Considering the command to love our enemies in relating to Muslims

Im Umgang mit Muslimen am Gebot der Feindesliebe orientieren

Klaus Rösler - July 17, 2012

B e i r u t – Im Umgang mit Muslimen und dem Islam sollten sich Christen am Gebot von Jesus Christus zur Feindesliebe (Lukas 6,27ff) und dem Appell des Apostels Paulus, Böses mit Guten zum überwinden (Römer 12,20-21), leiten lassen. Darin waren sich die Teilnehmer eines Runden Tisches der Abteilung „Theologie und Bildung“ der Europäischen Baptistischen Föderation (EBF) Mitte Juni in Beirut/Libanon einig. Eine von Angst geprägte und Ohnmacht auslösende Berichterstattung sei schädlich. Wichtig sei es vor allem, liebevolle Beziehungen zu Muslimen zu knüpfen. Zugleich dürften aber auch Probleme, die von einer radikalen islamistischen Staatsgewalt ausgingen, nicht marginalisiert werden. Im Mittelpunkt der Beratungen stand die Frage, wie Baptistengemeinden in sich verändernden Gesellschaften mit diesen ins Gespräch kommen. An dem Treffen am Arabischen Baptistischen Theologischen Seminar nahmen neben Vertretern aus dem Nahen Osten auch Teilnehmer aus Belgien, Deutschland, Estland und Moldawien teilen. Vorsitzende der Abteilung ist der estnische Theologe Toivo Pilli (Tartu), der auch den Runden Tisch leitete. Es war der dritte Runde Tisch, der sich mit dem Thema „Baptistengemeinden in sich verändernder Gesellschaft" beschäftigte. Das erste Treffen fand 2010 in Tallin (Estland) statt. Da ging es um die osteuropäische Perspektive. Das zweite Treffen 2011 in Elstal (Deutschland) befasste sich mit der westeuropäischer Perspektive, und das dritte nun in Beirut mit der Perspektive des Nahen Ostens.

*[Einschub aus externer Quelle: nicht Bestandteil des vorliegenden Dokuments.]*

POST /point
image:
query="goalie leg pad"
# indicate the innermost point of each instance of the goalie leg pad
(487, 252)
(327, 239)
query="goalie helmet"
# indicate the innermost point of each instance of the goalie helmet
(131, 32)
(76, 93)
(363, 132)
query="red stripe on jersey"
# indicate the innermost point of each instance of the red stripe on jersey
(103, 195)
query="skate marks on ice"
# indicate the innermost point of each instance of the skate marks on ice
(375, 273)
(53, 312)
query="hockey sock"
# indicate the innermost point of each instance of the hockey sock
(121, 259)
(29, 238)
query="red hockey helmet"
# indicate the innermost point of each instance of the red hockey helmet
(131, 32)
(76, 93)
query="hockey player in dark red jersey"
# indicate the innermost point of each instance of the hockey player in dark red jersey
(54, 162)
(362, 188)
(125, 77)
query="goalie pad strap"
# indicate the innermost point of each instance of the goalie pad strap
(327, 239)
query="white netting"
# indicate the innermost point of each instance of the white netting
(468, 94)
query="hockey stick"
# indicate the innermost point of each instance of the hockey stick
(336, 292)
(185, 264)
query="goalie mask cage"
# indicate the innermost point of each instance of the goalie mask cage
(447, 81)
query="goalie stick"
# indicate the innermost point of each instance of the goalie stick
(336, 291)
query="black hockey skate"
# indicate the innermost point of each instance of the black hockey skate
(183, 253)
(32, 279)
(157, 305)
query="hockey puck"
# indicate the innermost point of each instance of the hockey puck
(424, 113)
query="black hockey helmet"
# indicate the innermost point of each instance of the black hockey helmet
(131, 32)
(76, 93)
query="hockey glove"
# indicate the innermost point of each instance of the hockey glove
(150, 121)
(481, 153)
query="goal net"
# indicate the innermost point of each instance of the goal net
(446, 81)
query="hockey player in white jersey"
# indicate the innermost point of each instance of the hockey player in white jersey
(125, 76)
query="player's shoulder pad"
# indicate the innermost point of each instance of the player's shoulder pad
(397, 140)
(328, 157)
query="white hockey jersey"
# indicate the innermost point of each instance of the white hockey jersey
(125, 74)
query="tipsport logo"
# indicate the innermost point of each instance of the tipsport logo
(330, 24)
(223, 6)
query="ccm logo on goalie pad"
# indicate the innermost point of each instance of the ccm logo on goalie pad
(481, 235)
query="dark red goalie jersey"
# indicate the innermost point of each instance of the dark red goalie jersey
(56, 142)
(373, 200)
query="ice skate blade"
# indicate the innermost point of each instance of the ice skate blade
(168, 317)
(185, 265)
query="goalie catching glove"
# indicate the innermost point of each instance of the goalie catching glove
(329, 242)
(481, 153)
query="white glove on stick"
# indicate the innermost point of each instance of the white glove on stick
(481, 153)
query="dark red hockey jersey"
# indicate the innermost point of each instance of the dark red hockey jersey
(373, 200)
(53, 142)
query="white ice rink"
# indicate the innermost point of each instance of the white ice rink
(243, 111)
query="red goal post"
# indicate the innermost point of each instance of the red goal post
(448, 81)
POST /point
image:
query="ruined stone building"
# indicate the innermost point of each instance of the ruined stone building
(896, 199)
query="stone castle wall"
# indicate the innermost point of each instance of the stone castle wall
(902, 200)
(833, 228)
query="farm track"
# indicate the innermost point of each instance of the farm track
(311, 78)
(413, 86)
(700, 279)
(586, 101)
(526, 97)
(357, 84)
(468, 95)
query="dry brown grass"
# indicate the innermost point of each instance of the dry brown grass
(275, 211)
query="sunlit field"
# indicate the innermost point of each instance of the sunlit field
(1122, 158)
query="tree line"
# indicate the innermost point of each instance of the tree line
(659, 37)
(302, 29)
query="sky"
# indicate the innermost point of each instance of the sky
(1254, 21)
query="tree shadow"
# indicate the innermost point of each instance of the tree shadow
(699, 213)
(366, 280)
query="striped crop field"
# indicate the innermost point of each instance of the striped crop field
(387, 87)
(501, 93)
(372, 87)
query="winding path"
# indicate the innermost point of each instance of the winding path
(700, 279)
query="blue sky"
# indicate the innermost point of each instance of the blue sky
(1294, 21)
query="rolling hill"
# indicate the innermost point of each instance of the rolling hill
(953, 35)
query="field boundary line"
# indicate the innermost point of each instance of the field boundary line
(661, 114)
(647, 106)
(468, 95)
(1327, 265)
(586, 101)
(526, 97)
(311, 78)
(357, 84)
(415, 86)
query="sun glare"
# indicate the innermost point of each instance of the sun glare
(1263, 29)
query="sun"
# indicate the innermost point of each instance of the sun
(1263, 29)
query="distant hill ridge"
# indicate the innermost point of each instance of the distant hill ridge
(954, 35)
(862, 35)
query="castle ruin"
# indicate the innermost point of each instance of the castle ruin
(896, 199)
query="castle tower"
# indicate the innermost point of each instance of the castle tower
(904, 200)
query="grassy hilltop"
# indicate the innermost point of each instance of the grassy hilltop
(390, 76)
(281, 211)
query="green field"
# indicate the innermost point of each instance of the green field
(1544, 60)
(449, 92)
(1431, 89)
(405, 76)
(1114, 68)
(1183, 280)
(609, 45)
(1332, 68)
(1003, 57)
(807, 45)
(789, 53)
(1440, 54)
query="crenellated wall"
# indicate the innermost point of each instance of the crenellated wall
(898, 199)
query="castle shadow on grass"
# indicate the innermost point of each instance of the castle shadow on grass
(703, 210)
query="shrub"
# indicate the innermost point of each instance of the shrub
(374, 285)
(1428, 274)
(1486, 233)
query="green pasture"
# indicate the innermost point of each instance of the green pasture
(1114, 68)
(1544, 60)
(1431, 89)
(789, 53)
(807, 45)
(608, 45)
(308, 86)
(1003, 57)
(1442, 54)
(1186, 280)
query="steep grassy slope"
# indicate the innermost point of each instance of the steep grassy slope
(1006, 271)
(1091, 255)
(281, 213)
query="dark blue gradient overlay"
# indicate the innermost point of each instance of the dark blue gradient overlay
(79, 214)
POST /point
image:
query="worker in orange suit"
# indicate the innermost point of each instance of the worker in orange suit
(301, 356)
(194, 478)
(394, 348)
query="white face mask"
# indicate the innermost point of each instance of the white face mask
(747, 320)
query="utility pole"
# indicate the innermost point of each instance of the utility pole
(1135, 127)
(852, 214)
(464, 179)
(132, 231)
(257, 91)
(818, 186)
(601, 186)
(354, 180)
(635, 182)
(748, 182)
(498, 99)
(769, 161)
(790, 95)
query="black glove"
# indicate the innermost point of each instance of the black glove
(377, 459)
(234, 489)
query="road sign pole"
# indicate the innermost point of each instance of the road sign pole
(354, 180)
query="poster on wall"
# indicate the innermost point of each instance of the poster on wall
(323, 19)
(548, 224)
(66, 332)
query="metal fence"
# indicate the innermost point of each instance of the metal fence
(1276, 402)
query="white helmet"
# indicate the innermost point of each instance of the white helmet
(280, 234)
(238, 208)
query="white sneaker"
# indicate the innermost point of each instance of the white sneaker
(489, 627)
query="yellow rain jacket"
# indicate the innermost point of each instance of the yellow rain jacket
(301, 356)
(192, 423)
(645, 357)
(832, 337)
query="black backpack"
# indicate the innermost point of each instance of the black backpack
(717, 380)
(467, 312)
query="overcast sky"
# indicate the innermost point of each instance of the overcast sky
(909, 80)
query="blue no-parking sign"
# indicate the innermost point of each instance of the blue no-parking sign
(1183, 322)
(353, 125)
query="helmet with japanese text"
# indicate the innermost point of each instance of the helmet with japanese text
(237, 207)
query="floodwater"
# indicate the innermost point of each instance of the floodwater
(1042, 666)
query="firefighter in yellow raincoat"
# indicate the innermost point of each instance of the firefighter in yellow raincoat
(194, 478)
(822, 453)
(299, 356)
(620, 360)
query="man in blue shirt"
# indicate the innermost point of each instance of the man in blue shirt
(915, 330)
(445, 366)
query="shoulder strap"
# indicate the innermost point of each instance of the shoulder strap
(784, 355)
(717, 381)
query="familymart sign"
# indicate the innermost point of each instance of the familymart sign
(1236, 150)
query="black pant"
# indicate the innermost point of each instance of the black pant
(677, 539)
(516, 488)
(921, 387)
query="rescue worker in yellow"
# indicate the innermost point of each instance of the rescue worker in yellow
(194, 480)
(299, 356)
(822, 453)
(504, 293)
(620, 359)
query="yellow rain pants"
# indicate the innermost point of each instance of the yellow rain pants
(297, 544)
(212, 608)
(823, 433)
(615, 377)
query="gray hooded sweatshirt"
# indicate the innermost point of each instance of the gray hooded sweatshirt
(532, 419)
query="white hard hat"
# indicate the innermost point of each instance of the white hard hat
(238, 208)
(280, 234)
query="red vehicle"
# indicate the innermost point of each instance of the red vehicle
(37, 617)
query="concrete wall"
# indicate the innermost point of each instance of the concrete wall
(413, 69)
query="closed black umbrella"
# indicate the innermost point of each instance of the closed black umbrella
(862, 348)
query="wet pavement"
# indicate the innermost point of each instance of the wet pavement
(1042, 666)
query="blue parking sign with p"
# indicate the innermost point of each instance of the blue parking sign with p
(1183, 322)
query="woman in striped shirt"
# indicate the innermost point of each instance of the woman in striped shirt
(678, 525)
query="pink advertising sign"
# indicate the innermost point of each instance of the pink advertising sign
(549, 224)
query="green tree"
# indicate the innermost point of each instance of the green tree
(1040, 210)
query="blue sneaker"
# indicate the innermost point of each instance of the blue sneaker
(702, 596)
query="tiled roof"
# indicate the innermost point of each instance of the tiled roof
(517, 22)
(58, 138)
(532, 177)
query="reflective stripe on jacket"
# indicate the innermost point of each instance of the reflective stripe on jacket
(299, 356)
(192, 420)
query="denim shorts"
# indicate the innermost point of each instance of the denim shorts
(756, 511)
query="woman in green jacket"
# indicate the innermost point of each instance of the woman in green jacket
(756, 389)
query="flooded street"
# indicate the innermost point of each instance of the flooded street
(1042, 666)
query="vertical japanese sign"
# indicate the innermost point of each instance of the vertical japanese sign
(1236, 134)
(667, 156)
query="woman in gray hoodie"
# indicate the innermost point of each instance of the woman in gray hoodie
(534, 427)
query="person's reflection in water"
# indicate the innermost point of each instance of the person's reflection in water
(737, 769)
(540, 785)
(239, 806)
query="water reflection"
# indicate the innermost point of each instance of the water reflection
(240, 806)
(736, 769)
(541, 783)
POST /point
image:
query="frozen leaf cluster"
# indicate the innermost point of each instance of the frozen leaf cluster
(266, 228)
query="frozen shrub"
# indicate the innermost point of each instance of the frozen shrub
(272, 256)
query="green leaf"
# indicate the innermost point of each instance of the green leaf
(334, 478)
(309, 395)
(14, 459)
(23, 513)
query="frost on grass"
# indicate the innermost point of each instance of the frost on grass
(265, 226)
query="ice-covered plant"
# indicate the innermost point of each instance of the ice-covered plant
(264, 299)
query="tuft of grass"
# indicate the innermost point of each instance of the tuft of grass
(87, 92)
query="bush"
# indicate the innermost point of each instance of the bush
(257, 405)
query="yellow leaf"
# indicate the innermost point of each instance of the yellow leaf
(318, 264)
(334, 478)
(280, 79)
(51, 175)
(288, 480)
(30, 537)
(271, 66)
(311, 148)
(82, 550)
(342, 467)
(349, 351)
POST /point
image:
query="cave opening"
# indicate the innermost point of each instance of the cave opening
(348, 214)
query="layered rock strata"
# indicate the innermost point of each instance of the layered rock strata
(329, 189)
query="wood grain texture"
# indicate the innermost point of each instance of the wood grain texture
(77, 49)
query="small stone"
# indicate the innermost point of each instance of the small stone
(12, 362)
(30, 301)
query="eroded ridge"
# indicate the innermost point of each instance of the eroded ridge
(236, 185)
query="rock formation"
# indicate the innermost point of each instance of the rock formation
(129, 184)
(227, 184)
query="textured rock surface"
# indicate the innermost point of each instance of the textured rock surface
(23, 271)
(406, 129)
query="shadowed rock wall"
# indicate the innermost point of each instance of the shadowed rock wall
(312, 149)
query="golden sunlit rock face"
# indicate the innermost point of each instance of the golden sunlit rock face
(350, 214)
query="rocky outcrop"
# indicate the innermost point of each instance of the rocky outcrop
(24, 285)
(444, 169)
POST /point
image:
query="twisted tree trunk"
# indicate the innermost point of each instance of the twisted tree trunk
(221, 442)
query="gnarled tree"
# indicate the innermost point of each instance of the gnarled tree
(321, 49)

Der ABTS-Professor für islamische Studien, Martin Accad, beleuchtete die Frage, wie Christen den arabischen Frühling bewerten können. Er erteilte Verschwörungstheorien eine Absage, nach denen die aktuellen Entwicklungen in der arabischen Welt vom Westen oder Osten gesteuert werden. Wie sollten Christen in diesen Ländern handeln? Es gehe darum, grundsätzlich nach selbstloser Gerechtigkeit zu suchen, mahnte Accad. Er wandte sich gegen eine Nützlichkeitsethik, die vor allem danach frage, unter welcher Regierung die Lage für die Christen am besten sei. Dies wäre ein egoistisches Verhalten. Gerade auch in Zeiten der Krise sollten sich Christen am Gebot der Nächstenliebe orientierten. Nach Einschätzung von Accad könne man derzeit im Blick auf Syrien nicht sagen, welche der beiden Bürgerkriegsparteien für Christen die bessere Option sei. Wichtig sei es, mit Offenheit und Respekt einander zu begegnen und so Brücken des gegenseitigen Verstehens aufzubauen. Für beispielhaft hält Accad eine Übereinkunft von fünf Muslimbrüdern mit 17 koptischen evangelischen Leitern in Ägypten. Sie hatten sich vor kurzem auf gemeinsame Werte verständigt.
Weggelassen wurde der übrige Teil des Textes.